Other work includes:

• finished SCNMPlot: addressed many performance issues and improved ability to overlay and compare multiple plots. Sample results are shown here.
• used SCNM traces to help debug and test the network measurement tools netest and ncsd

• Designed, implemented, and improved the following post capture and pre visualization processing tools, including:
• SCNM format to tcpdump format (and reverse) filters
• SCNM data graphical analysis preprocessing tools
          fc2xg -- convert scnm data to xgraph data
          fc2xp -- convert scnm data to xplot data
• indexing filter for faster SCNM data segment search
• simple SCNM data analysis tool to verify the accuracy and correctness of captured data 
      

We continue to work with Tom Dunigan of ORNL to install and test the SCNM box at ORNL, and have been looking at data from the LBNL to ORNL network path. We continue to work with NERSC personnel to test and use the SCNM box at NERSC. We also continue to work with Tom Lehman from ISI, who installed SCNM boxes at ISI East (Arlington, VA) and ISI West (Marina Del Ray, CA), and is planning to move these boxes to PSC and possibly StarTap.

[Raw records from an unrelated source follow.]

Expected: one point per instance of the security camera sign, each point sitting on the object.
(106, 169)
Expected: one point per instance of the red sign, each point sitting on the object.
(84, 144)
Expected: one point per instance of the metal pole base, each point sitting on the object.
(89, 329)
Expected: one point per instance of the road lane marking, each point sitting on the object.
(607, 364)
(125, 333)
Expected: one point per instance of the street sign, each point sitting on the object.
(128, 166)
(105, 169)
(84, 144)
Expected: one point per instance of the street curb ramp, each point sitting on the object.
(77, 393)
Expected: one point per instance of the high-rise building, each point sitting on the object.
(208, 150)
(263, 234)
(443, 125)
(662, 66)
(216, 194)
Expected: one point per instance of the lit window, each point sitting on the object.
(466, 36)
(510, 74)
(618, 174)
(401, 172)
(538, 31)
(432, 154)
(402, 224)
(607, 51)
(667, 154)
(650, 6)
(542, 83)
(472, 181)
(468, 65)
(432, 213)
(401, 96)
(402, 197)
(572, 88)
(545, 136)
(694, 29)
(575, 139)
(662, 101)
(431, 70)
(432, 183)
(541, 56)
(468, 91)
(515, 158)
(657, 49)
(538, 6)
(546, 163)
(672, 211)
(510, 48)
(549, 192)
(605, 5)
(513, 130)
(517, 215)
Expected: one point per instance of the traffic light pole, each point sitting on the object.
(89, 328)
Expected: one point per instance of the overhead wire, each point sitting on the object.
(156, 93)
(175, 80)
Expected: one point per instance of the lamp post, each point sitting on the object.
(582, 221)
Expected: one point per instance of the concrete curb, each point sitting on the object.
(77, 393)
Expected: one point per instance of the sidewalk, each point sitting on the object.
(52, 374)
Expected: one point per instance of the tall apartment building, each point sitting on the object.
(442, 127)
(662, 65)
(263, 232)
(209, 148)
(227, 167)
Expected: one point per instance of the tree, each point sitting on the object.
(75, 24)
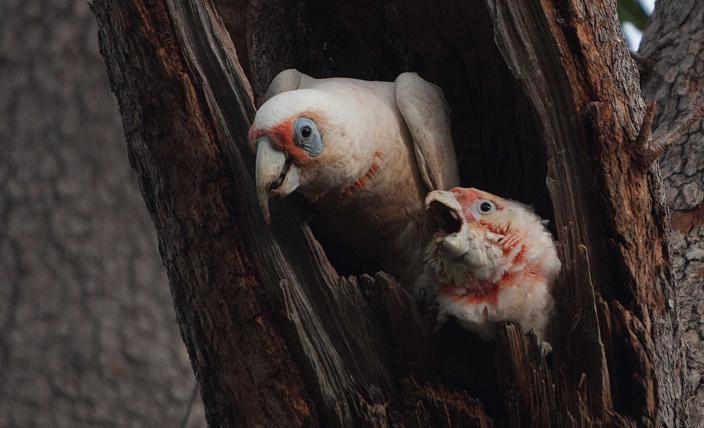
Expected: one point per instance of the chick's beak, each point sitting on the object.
(275, 174)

We have begun discussions with the network and security staff at SLAC to get approval to install a box there.

We continue to improve documentation of all the SCNM components (see: http://www-itg.lbl.gov/Net-Mon/SCNM_hw_sw.html)

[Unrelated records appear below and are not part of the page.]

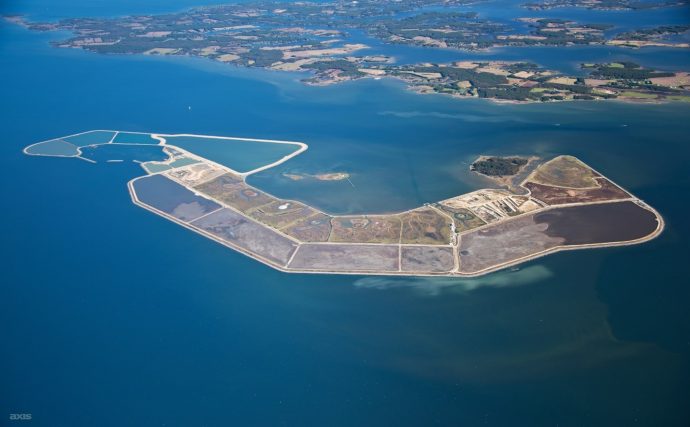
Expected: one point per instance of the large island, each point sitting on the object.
(537, 208)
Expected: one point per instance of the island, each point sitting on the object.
(605, 4)
(559, 204)
(325, 41)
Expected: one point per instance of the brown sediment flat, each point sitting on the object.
(255, 238)
(332, 257)
(558, 195)
(366, 229)
(503, 243)
(282, 213)
(463, 218)
(600, 223)
(231, 190)
(426, 259)
(222, 184)
(316, 228)
(425, 226)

Future Plans (Next six months)

• Continue working on BPF enhancements, in particular, packet header compression.   While there are some well-known approaches to this problem (e.g.: CSLIP, CRTP, ROHC), none of them is particularly well suited  to trace compression, where timestamps are a major issue, but  complete semantics storage is not.

• Begin design and implementation of the secure sensor activation protocol implementation
• Continue to explore salability issues, and enhance SCNM tools where necessary
• Continue to enhance the activation options of SCNM
• Continue to use SCNM to help debug and test network measurement tools such as netest and ncsd
• Continue to develop tools to analyze the SCNM dump files
• Continue design and implementation of Berkeley Packet Filter (BPF) enhancements to improve handling of large numbers of flows
• Explore the use of the Grid Monitoring Architecture for the collection and publication of monitoring data
• Explore the possibility of storing the results in the Net100 monitoring data archive

Research interactions

We are working closely with the Net100 project and the LBNL portion of the Bandwidth Estimation project to coordinate opportunities to monitor their active measurement traffic using the self-configuring network monitors.  We are also working with NERSC, ORNL, SLAC, PSC and ESNet personnel to identify issues and deploy monitors.